Some people spoon their partners at night. Others spoon their pets.

Dogs, cats, even rabbits – you name it, it is likely to be bedfellow to a human somewhere. The literature is divided as to whether this is a good thing. Some studies report increased sleep disruption associated with co-sleeping, while others say that it is beneficial to sleep.

One thing is for sure: Americans love co-sleeping. In a 2022 survey by the American Academy of Sleep Medicine, 46% of respondents reported sleeping in the same bed as a pet.1 

Have questions about whether this bedroom practice is for you? Let’s hear from the experts.

Q1: Does your pet have a good temperament?

Safety first. If your dog causes you to “feel any trepidation and fear”, co-sleeping is not advisable, says Steve Brooks, dog trainer and canine behavior expert.1 But if you feel comfortable around your pet, it boils down to preference.

Q2: How often do you wash your sheets?

Let’s face it – pets aren’t the cleanest. They shed fur and dander, which might trigger allergies, and could also bring in unwanted diseases or parasites, like fleas and ticks. 

This is why animal science expert, Dr Jacqueline Boyd, advises pet owners to keep their beds “scrupulously clean” in order to reap the full benefits of co-sleeping. This means washing bedsheets at least once weekly (the average American changes bedsheets once every 24 days). 

Q3: What kind of sleeper are you?

Co-sleeping is not for light sleepers. “Dogs have different sleep patterns from humans – they can be hyperalert,” says Esme Wheeler, dog welfare expert.4 As for cats, their adorable tendency to lie on your chest or legs may end up restricting your movement while sleeping, says Dr. Mikel Delgado, Cat Behaviour Expert with Rover.5

But pets can promote a restful sleep. In a study of veterans with post-traumatic stress disorder service dogs, 57% reported that their furry companions helped alleviate their nightmare problems.6

Q4: Does your pet sleep with a child?

“Before a child sleep[s] alone with a pet… they should show that they can handle the responsibility,” says Dr. Carol Osborne, a practicing veterinarian at Chagrin Falls Veterinary Center & Pet Clinic in Ohio.1

Your pet needs quality snooze too. Children who sleep with pets unsupervised need to have good judgement, such as not pulling on the pet’s tail and being sensitive to its needs.

 Q5: Are you feeling stressed?

Having pets around increases oxytocin, the feel-good hormone that bonds mothers to babies. This could be helpful for those with mental health conditions.

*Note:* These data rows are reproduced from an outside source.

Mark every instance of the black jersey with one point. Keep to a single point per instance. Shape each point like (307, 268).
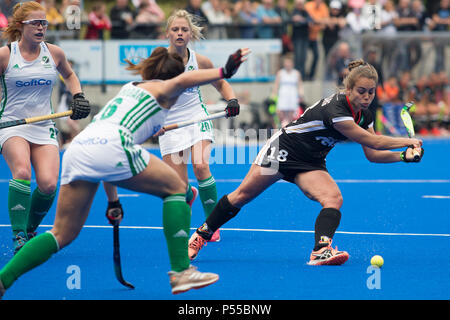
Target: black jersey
(304, 143)
(314, 135)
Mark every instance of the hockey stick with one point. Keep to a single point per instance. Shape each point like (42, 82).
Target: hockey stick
(407, 121)
(116, 257)
(114, 217)
(13, 123)
(189, 122)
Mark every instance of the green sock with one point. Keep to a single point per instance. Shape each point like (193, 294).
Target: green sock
(19, 204)
(189, 193)
(40, 205)
(208, 194)
(176, 223)
(33, 253)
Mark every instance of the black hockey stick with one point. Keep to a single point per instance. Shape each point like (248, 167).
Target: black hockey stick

“People with depression or anxiety may benefit from having their pet in the bed because the pet is a big pillow, a big blanket, and they may feel that snuggly, cuddly, furry creature decreases their anxiety,” says sleep specialist Dr Raj Dasgupta, assistant professor of clinical medicine at the University of Southern California.

 Is co-sleeping for you? It depends. Make an informed decision by considering your needs, and your pet’s.